How do you proof dough without a banneton? Well you could not use anything! Just shape your dough and let it rise on a tray without a basket!! This solution works for strong, slightly dryer doughs. No chance of unnecessary lines on the crust if you don’t like them, or sticking to the container! Just keep the surface moist by regularly spraying with water or covering.
Why should you use a standard proofing basket?
Now you’ve seen all these proofing basket alternatives, I bet you’re wondering why should you use a standard proofing basket? Well, here’s why:
- Relatively cheap when you consider how long they last
- No need to clean after every use
- To get the true bread “shape”
- For a beautiful spiral imprint on the bread
- Ergonomically shaped well, making them easy to use
- Hard to find in the high street
- Encourages you to use it for every bread, making all of them the same shape!

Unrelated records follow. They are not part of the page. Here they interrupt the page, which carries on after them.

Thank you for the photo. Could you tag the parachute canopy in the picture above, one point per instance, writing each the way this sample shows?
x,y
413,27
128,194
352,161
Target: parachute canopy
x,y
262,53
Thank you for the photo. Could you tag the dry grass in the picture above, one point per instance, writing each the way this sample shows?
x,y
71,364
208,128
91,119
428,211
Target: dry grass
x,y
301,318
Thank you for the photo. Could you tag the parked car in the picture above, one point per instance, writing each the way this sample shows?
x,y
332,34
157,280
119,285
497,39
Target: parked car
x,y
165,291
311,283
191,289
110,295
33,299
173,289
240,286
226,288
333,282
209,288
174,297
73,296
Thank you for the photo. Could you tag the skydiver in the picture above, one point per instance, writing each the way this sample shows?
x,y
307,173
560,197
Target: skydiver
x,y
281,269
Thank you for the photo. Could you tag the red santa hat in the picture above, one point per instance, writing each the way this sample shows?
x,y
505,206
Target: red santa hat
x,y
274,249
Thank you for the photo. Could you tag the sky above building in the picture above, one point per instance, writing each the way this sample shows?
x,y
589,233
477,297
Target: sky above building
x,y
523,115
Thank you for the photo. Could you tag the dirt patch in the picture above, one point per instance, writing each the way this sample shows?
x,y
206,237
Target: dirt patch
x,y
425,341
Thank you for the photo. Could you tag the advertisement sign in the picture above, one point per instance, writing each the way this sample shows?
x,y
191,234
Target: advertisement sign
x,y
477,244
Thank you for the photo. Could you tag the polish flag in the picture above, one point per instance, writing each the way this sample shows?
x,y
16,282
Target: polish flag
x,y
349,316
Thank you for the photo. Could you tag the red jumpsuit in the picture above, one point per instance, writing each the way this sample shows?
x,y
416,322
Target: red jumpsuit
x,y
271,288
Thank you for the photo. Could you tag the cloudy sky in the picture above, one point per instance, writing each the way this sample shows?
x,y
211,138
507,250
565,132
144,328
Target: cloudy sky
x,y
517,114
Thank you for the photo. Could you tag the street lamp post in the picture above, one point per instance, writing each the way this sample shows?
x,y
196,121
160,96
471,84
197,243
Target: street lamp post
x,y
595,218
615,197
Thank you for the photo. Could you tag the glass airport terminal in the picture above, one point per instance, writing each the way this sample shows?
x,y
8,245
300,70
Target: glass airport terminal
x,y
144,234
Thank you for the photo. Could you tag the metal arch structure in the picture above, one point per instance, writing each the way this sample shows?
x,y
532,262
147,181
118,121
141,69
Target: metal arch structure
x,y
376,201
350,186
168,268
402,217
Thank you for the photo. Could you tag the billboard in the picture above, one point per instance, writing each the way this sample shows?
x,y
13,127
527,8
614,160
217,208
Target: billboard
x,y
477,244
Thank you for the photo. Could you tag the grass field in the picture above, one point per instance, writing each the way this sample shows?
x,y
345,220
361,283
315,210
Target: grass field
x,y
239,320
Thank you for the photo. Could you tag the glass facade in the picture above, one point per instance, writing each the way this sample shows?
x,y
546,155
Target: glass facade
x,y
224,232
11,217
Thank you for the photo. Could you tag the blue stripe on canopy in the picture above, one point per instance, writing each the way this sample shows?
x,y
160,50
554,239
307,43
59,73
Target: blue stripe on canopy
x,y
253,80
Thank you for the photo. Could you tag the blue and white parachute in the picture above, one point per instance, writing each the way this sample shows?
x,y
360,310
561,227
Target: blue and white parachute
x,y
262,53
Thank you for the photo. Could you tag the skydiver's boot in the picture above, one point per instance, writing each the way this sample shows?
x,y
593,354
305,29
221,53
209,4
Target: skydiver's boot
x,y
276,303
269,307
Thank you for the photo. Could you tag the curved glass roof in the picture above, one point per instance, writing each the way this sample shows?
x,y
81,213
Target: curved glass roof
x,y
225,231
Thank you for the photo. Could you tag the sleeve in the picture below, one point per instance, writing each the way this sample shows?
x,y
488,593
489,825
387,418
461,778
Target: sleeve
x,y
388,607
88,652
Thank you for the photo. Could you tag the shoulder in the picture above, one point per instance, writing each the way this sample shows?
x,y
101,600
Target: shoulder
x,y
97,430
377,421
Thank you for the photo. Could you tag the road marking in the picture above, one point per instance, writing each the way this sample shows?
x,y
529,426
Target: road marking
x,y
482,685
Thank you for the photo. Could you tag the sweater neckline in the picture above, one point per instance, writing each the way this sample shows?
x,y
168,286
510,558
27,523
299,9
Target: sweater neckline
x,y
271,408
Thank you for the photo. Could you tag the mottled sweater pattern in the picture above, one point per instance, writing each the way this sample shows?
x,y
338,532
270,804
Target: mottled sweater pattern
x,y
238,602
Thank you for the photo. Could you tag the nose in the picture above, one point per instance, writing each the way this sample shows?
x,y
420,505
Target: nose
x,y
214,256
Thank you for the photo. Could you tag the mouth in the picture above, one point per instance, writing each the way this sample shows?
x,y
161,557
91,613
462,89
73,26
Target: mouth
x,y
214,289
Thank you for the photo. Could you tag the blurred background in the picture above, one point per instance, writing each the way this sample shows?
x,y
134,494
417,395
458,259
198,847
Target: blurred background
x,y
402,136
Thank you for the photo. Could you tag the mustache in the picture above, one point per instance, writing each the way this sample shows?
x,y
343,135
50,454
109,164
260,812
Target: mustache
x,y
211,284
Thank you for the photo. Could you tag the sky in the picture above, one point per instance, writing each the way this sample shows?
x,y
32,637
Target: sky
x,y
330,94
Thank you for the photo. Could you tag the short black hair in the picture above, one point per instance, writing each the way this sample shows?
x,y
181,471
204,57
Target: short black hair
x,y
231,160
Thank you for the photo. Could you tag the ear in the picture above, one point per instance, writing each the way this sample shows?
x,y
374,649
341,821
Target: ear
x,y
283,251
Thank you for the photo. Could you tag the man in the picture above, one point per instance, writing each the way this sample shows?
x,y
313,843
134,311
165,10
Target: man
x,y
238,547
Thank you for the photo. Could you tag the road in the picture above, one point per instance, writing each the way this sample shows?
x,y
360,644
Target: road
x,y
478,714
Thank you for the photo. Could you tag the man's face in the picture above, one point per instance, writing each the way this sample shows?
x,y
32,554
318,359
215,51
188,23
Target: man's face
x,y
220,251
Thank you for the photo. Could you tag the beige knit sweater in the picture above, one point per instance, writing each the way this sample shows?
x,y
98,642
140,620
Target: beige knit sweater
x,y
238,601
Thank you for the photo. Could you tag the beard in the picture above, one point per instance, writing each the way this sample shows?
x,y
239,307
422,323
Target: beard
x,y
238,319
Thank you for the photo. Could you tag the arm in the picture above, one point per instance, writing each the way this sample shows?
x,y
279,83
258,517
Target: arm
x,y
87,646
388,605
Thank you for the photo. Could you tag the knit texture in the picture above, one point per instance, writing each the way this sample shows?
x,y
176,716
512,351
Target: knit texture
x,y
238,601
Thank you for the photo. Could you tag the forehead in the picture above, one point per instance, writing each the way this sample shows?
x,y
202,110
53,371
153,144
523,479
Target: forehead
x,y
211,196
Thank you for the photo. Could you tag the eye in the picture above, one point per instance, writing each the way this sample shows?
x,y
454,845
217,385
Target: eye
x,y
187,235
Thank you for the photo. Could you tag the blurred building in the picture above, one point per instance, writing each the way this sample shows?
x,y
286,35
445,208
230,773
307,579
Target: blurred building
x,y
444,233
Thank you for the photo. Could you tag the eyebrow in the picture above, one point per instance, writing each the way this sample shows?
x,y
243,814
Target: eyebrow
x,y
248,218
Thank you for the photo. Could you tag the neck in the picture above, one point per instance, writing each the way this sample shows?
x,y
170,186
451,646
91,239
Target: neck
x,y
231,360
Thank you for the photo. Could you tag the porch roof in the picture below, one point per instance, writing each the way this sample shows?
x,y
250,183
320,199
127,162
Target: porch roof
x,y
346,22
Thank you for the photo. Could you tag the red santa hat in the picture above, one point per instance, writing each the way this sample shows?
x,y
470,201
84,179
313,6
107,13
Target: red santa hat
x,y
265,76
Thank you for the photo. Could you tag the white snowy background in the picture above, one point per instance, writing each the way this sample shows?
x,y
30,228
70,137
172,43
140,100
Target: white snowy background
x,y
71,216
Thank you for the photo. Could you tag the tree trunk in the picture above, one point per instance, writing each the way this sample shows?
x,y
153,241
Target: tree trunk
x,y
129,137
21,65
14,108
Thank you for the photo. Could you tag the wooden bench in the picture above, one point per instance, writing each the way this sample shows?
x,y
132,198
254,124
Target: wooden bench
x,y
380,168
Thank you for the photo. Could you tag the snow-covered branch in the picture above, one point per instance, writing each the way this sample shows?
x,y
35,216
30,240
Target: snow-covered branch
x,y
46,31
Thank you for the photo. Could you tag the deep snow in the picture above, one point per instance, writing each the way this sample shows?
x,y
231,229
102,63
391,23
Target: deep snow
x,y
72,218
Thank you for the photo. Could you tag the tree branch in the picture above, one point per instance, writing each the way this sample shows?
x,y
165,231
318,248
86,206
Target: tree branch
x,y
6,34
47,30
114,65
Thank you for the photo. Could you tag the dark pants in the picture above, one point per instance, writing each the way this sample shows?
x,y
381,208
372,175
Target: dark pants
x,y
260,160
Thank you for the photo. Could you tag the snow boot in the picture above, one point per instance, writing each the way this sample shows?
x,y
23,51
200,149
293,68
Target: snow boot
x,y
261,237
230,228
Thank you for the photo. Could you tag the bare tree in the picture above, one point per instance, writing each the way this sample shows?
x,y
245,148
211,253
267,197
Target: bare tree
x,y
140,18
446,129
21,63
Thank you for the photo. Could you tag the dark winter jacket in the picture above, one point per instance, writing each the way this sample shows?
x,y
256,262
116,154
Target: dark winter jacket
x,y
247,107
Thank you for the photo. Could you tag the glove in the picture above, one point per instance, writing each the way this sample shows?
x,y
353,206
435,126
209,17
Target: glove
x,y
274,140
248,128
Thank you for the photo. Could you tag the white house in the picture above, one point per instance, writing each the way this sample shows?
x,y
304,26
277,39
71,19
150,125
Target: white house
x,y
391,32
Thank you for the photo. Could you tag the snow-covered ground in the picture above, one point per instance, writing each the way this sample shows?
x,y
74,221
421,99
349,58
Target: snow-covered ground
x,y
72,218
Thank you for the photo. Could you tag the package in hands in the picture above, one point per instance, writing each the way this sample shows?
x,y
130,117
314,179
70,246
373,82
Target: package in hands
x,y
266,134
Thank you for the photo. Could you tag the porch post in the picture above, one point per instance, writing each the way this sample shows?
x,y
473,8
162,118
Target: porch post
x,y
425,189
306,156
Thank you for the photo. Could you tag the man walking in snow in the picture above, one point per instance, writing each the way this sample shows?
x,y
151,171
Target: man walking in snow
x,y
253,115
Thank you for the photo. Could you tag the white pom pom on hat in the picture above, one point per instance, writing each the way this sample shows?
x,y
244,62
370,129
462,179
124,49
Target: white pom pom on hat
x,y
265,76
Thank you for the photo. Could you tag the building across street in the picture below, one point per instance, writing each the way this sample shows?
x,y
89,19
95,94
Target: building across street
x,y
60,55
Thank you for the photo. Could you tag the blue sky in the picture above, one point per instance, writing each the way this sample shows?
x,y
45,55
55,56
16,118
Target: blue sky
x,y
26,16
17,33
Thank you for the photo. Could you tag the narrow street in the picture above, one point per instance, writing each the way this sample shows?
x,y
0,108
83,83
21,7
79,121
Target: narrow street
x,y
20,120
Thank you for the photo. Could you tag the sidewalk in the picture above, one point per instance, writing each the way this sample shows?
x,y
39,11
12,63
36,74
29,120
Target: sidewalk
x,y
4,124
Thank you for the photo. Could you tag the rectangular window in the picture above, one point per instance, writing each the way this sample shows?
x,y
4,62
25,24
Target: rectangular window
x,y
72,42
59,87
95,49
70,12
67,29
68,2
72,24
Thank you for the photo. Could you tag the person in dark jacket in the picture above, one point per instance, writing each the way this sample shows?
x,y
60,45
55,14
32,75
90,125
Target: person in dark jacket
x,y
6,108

- The cloth liners are hard to clean
- Storage space
- If left in a humid place they can attract insects.
How to remove the dough if you haven’t used a proofing basket
When using a banneton we can simply turn the basket over and tap it on top to release it. But with some of these proofing basket substitutes the drop can cause the dough to deflate with the thud. Here’s a solution to this issue:
Grab the 4 corners of the liner and lift the dough out of the proofing basket. Turn the dough onto a board (or peel) upside down.
Pull the liner away, being careful if the dough has stuck to it. Once on the board you can score it and it can go straight into the oven.
Ending thoughts on proofing basket substitutes
Don’t let not having a banneton stop you from making sourdough bread! There are many solutions that you probably have at home or can nip out and grab from your local store. But have I missed one? What is your favourite banneton alternative that you use? Let me know in the comments.